A Python-based machine learning application deployed with Streamlit to predict customer churn in real-time for GreyNoise Intelligence.

Author

Christopher Hynes

Published

July 18, 2025

Live Application | View the Notebook | GitHub Repository

Project Overview

This project is a Python-based machine learning application designed to predict customer churn at GreyNoise Intelligence. It serves as a modernized, deployable version of an initial analysis I conducted during an internship using R. The primary goal is to provide an interactive tool to assess churn risk in real-time.
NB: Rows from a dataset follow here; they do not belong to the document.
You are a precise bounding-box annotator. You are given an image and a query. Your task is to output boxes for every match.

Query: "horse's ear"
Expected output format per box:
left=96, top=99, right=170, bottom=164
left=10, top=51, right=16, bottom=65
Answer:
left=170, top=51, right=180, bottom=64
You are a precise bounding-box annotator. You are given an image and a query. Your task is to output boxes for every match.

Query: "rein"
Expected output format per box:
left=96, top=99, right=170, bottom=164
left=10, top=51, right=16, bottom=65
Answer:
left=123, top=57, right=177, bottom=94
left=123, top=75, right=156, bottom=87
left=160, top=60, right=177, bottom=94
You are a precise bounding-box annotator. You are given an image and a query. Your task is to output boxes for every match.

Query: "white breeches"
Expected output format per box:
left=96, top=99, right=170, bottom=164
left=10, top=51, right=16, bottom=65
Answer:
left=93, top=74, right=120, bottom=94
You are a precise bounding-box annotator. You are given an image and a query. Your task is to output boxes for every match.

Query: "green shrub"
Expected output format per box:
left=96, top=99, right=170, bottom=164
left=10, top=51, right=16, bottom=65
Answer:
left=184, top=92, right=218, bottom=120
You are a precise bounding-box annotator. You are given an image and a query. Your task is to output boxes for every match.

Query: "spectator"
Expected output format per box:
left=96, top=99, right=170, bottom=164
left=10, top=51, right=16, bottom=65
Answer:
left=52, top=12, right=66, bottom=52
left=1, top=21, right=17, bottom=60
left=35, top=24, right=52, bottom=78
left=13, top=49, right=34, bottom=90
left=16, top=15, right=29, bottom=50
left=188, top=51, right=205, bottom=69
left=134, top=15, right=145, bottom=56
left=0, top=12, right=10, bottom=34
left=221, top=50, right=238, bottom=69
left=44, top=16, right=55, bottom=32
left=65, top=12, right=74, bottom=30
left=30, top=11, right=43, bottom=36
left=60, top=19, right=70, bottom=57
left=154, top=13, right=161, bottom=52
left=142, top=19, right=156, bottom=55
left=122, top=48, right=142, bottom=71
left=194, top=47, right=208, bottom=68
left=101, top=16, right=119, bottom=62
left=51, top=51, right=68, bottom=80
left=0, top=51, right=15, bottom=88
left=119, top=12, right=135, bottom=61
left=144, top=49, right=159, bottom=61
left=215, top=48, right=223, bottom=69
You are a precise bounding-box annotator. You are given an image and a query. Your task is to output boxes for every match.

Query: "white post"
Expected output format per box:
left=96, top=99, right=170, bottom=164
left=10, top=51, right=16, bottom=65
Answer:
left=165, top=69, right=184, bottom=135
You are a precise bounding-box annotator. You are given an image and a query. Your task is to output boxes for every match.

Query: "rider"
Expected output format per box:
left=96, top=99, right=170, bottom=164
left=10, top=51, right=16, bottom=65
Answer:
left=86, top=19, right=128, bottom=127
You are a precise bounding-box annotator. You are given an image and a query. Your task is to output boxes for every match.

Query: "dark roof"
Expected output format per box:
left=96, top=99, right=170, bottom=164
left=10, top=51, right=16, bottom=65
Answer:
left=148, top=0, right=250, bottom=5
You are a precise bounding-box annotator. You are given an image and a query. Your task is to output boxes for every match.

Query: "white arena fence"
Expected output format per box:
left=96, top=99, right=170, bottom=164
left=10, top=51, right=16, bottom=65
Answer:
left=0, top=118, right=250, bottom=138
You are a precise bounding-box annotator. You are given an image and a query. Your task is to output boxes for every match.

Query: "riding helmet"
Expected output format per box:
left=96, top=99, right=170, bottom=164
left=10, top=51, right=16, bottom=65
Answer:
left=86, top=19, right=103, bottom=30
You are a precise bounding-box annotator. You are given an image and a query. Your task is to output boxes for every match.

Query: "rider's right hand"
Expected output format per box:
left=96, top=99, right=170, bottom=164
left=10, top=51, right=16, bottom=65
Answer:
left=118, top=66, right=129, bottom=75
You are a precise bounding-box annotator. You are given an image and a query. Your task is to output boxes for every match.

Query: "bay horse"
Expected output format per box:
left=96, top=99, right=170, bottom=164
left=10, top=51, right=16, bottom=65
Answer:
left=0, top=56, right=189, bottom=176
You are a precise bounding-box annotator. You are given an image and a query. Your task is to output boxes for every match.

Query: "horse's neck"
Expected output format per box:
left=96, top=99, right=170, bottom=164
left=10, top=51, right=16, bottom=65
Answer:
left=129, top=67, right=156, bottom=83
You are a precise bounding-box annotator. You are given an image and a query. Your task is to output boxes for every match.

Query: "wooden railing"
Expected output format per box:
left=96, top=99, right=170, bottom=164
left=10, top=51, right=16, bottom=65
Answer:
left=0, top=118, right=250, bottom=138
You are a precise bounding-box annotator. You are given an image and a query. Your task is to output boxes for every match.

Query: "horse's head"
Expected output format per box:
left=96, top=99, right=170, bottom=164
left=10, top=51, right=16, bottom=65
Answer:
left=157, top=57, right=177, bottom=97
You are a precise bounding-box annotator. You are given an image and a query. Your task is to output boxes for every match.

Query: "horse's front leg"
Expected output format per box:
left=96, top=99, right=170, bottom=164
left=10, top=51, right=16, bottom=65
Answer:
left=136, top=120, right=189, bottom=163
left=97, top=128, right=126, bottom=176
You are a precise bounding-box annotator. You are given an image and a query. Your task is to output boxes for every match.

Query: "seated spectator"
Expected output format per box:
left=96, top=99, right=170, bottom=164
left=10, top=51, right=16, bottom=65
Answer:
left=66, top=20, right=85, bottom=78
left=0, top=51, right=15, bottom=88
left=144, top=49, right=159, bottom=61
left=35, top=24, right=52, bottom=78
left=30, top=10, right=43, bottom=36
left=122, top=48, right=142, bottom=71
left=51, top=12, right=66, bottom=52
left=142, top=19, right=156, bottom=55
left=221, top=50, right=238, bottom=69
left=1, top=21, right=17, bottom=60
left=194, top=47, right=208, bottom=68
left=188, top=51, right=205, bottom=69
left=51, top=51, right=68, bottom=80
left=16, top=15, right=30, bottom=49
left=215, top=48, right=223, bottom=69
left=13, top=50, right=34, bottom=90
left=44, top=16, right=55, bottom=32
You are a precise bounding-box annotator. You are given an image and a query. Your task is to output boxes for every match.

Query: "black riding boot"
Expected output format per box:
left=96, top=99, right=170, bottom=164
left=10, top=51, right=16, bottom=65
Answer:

To protect proprietary information, the public-facing version of this project, including the live app and the code repository, uses a synthetically generated dataset.

Model Performance

The logistic regression model was validated using a Stratified 5-Fold Cross-Validation strategy. The metrics below reflect the performance on the original, proprietary dataset.

Metric	Score
Mean Accuracy	0.79
Mean ROC AUC	0.70
Mean PR-AUC	0.54

An ROC AUC score of 0.70 demonstrates a good capability to distinguish between customers who will churn and those who will not. The PR-AUC score of 0.54 is particularly important for this imbalanced dataset, indicating that the model is substantially better at identifying churners than a random model.

Key Predictive Factors

Analysis of the model’s coefficients reveals the most significant factors influencing churn predictions.

Top Factors Increasing Churn Risk

Geographic Region: The model identified that customers from certain geographic regions had a significantly higher propensity to churn.
Unknown Account History: When a customer’s prior account signup status was unknown, they were flagged as a high churn risk.
Specific Industry Segments: Customers within certain specialized industries showed a higher tendency to churn.

Top Factors Decreasing Churn Risk

Acquisition Source: Customers who came to GreyNoise via direct traffic were the least likely to churn.
Existing Account History: Knowing a customer had a previous free account was a strong signal of loyalty and a significantly lower churn risk.
Annual Recurring Revenue (ARR): As a customer’s ARR increased, their likelihood of churn decreased substantially.

Tech Stack & Methodology

Modeling: Python 3.11, scikit-learn, pandas, numpy, joblib
Web App: Streamlit
Validation: Stratified K-Fold Cross-Validation
Source Code: The gn_churn.ipynb notebook contains the complete code for data processing and modeling.